If you are just interested in the standard types and do not rely heavily on Foreign Fields or properties you just need one line of code.

        final GeoJsonItem geoJsonItem = GeoJsonParserJacksonImpl.instance.deserialize(json);

If you do wish to map your properties to a deep nested bean or pojo, you will need an additional line while accessing properties (assume MyClass is your deep-nested POJO),

        final MyClass myObj = geoJsonItem.getProperties().asType(MyClass.class);

What is (will) not (be) supported?

Very detailed validations to ensure validation of the geometries. Example, southwardly to northwardly, Anti-meridian. These feature are available in AtlasEntity-ies. Only basic structural validations are added here.

A note on Mutability

GeoJSONs i.e all Geometry-ies, Features and FeatureCollections, and their constituents like Coordinates, Bbox, Position, etc are immutable. However your custom class which will be auto-mapped from the properties requires setter methods.

A note of properties auto-mapping

Properties in the GeoJSONItem can be automatically mapped to a user-defined POJO or bean. This doesn't require the user to explicitly call setters/getters.
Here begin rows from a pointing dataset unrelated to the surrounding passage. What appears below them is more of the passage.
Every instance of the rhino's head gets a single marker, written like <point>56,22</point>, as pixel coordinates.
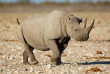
<point>75,31</point>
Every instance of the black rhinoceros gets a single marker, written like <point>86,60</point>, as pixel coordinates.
<point>50,31</point>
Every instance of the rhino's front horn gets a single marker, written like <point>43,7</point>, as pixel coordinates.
<point>85,21</point>
<point>90,27</point>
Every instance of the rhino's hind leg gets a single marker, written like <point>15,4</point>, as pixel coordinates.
<point>25,58</point>
<point>29,52</point>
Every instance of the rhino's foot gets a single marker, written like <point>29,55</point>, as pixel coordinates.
<point>26,63</point>
<point>34,62</point>
<point>56,61</point>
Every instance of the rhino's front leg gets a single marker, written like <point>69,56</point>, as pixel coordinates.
<point>29,53</point>
<point>56,53</point>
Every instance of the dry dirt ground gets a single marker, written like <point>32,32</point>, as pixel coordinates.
<point>88,57</point>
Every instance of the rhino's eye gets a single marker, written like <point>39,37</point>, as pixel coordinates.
<point>76,30</point>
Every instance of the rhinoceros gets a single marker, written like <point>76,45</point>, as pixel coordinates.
<point>51,31</point>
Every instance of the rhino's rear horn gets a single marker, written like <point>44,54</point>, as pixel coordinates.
<point>90,27</point>
<point>18,21</point>
<point>85,21</point>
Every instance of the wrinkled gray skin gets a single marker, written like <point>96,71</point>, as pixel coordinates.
<point>51,31</point>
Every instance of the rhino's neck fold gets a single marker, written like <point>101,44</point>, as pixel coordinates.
<point>64,30</point>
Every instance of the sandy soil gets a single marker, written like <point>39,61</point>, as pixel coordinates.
<point>90,57</point>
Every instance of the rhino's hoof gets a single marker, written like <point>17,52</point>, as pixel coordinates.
<point>34,62</point>
<point>26,63</point>
<point>56,61</point>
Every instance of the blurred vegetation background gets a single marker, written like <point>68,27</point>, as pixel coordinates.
<point>49,5</point>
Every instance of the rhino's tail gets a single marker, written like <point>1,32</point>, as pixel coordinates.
<point>18,21</point>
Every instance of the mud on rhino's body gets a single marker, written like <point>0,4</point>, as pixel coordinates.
<point>50,31</point>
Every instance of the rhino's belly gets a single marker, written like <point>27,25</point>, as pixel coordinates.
<point>37,44</point>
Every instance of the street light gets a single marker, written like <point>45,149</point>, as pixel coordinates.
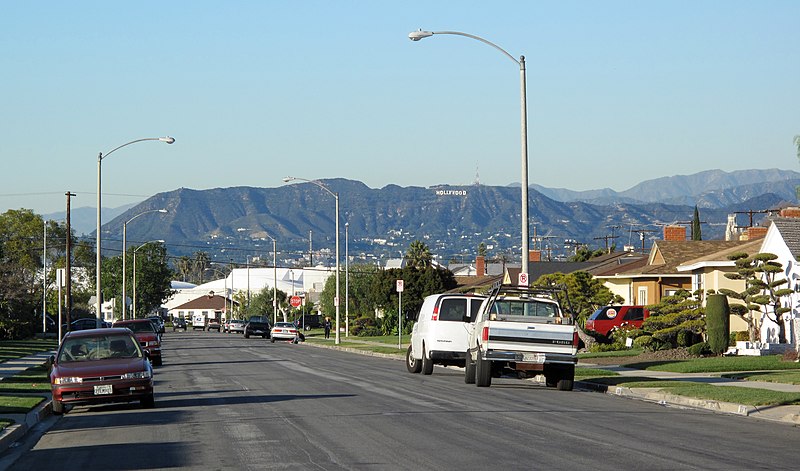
<point>336,197</point>
<point>100,157</point>
<point>416,36</point>
<point>133,315</point>
<point>274,280</point>
<point>124,254</point>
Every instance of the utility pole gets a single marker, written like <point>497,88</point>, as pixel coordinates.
<point>68,261</point>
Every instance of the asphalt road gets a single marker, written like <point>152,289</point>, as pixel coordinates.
<point>225,402</point>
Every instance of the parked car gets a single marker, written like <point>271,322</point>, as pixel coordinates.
<point>98,366</point>
<point>257,325</point>
<point>235,325</point>
<point>440,333</point>
<point>179,323</point>
<point>608,318</point>
<point>158,322</point>
<point>284,331</point>
<point>146,335</point>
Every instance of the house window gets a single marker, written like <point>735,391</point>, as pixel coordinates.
<point>641,298</point>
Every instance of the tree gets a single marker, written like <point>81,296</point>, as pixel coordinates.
<point>696,233</point>
<point>200,262</point>
<point>419,255</point>
<point>762,294</point>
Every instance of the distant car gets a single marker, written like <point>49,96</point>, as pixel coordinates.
<point>214,324</point>
<point>284,331</point>
<point>158,322</point>
<point>85,324</point>
<point>235,325</point>
<point>179,324</point>
<point>145,333</point>
<point>257,325</point>
<point>100,366</point>
<point>608,318</point>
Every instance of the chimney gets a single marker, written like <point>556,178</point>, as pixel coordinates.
<point>480,265</point>
<point>675,233</point>
<point>756,232</point>
<point>792,212</point>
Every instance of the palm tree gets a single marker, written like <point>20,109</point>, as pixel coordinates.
<point>200,264</point>
<point>184,266</point>
<point>419,255</point>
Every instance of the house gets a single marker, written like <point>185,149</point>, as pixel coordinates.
<point>647,281</point>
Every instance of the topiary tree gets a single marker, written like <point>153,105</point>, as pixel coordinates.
<point>762,294</point>
<point>718,322</point>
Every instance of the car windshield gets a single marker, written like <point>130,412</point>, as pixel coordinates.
<point>137,326</point>
<point>101,347</point>
<point>523,307</point>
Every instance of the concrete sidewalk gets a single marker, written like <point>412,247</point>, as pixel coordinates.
<point>782,413</point>
<point>24,422</point>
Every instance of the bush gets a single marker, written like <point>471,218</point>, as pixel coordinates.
<point>700,349</point>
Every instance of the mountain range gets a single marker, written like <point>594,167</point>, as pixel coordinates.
<point>232,223</point>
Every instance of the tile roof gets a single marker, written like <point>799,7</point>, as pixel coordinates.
<point>790,231</point>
Under the hood the auto-mapper is a custom recursive BeanUtilsBean#copyProperties which is collection and nexted structure aware.

This means that for the auto-mapper to work you need to follow the JavaBean standards and some additional restrictions.

Properties auto-mapping support and restrictions

Data-Types supported

  • Scalar Values
  • 1D Arrays of Scalar Values.
  • A Java Bean that contains the above.
  • 1D arrays of Java Beans.
  • A Map of scalar values in it's key and value.

Parsed Geo JSON Geometry to Atlas Geometry mapping

Geo Json Geometry Atlas Geometry
Point Location
MultiPoint List<Location>
LineString PolyLine
MultiLineString List<PolyLine>
Polygon Polygon
MultiPolygon List<Polygon>
GeometryCollection N/A (Non-GeometryCollection children can be converted to the above.)

Restrictions

Restriction Reason Workaround
Public Constructor and setters Needed for reflectively constructing and setting data in the bean NA
Arrays instead of Lists or Sets This makes auto mapping of Nested structures easier, since generic info is lost at runtime. * Expose a getter method that converts the array to your Collection
Maps of scalars only Keys in JSON cannot cantain objects. Values may contain objects but the generic info is lost in Java. * May be supported in the future, if the use case presents. In the mean while you can construct an array of Pairs as a workaround.

* The loss of generic info at runtime in Java is due to Type Erasure. While there are workarounds available to get that at runtime, they are awkward and would make the API complicated.